On the other side, even though Text-To-Speech has more priority for me, I would also need in the future the possibility to generate Text-To-Audio (to create FX sounds). I haven’t seen any web front-end with API as VoiceGen or MusicGen, so it would be nice to be able to install the Python Flask so the programmers can have flexibility to implement endpoints services.
@esteban.gallardo what I have mainly been using for text-to-speech is Piper TTS:
It is lightweight, optimized with onnxruntime+CUDA, and sounds decent with the high-quality version of their models (I typically use en_US-libritts-high and pick one of the many voices that sound good)
Riva streaming TTS has a known issue right now with the timeouts - should be resolved in the next release. I also have a container for Coqui xTTS, but even with TensorRT optimizations applied, it is still sub-realtime on AGX Orin. Also unfortunately they have ceased development I believe.
In NanoLLM and Agent Studio, I support plugins for both Riva TTS and Piper TTS. Riva I believe does still sound better, but takes more memory. So on the smaller Jetsons (like Orin Nano) will use Piper.
Yes, Piper works, it’s extremely fast, but it doesn’t give me the quality I need. It’s as bad as Google’s Text-To-Speech. My project is about creating audiobooks and Piper is useless for that. Coqui-AI gives me the quality I need but it can take up to 3 minutes to synthesize a 3 sentence paragraph and I can have way longer paragraphs.
Right now I’ve plenty to program on the front-end side, but I suppose that next week I’ll try to build a container to be able to use VoiceCraft with CUDA support.
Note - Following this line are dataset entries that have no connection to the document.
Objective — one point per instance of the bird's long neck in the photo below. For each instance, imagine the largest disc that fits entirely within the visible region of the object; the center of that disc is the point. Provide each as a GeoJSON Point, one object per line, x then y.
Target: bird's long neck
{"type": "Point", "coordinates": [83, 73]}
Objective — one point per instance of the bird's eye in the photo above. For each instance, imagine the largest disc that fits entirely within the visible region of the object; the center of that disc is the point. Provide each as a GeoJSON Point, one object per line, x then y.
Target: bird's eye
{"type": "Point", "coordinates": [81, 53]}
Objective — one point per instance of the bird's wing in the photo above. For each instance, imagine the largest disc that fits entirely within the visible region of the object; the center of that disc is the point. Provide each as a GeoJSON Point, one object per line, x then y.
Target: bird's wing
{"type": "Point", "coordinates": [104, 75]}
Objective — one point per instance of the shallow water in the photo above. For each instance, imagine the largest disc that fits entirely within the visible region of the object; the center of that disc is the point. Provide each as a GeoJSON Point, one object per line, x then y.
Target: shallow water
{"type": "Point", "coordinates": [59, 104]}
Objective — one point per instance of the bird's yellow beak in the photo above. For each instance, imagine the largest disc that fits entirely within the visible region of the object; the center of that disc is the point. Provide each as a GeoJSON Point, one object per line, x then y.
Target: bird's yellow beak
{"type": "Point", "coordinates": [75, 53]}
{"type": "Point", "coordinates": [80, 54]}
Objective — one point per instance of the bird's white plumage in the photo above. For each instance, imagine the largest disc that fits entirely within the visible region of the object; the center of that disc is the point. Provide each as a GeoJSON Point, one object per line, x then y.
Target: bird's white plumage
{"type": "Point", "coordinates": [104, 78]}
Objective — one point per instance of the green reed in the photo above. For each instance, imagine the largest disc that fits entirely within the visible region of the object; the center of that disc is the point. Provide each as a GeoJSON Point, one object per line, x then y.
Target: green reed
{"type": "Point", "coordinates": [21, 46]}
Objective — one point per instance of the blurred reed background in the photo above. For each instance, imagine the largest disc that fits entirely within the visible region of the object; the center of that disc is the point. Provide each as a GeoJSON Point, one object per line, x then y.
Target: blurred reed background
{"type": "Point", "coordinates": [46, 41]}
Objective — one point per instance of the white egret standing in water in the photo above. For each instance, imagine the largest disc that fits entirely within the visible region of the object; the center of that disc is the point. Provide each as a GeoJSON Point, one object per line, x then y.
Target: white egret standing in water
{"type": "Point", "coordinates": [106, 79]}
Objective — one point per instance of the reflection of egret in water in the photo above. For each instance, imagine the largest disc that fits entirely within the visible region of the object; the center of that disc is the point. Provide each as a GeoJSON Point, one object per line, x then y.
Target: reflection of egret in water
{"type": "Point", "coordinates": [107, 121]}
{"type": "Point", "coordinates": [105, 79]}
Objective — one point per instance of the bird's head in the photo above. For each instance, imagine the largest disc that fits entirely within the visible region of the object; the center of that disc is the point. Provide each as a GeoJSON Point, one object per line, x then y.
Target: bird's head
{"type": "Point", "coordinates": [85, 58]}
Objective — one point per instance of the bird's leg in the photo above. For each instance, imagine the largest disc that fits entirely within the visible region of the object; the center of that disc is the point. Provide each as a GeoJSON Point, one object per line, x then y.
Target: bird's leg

Since I’m no expert in Docker I assume that I will spend one or two weeks until I have knowledge enough to make it. I would rather prefer to keep working on the front-end but I really need a decent AI text-to-speech generation.
On AGX Orin, this gets a realtime factor between ~.92 - 1.0 in streaming mode, using TensorRT in my fork from github.com/dusty-nv/TTS
It sounds good (and the voice cloning feature works and is cool), but it is still too slow for my uses. You can slow the voice rate down a smidge to match that without noticing it too bad (normally I speed it up a bit actually, due to the verbose bot output). Regardless I need TTS way faster than realtime so it doesn’t consume the whole GPU, allowing it to run in the background alongside other models.
The Riva TTS still works in offline mode (meaning the entirety of the generated audio is returned at once, instead of streamed in chunks). And since it is fast, you can still approximate streaming with this by doing offline requests for each sentence or few sentences at a time.
The issues you mention about getting these packages to use CUDA (and not uninstall each other/ect) is why I use the containers.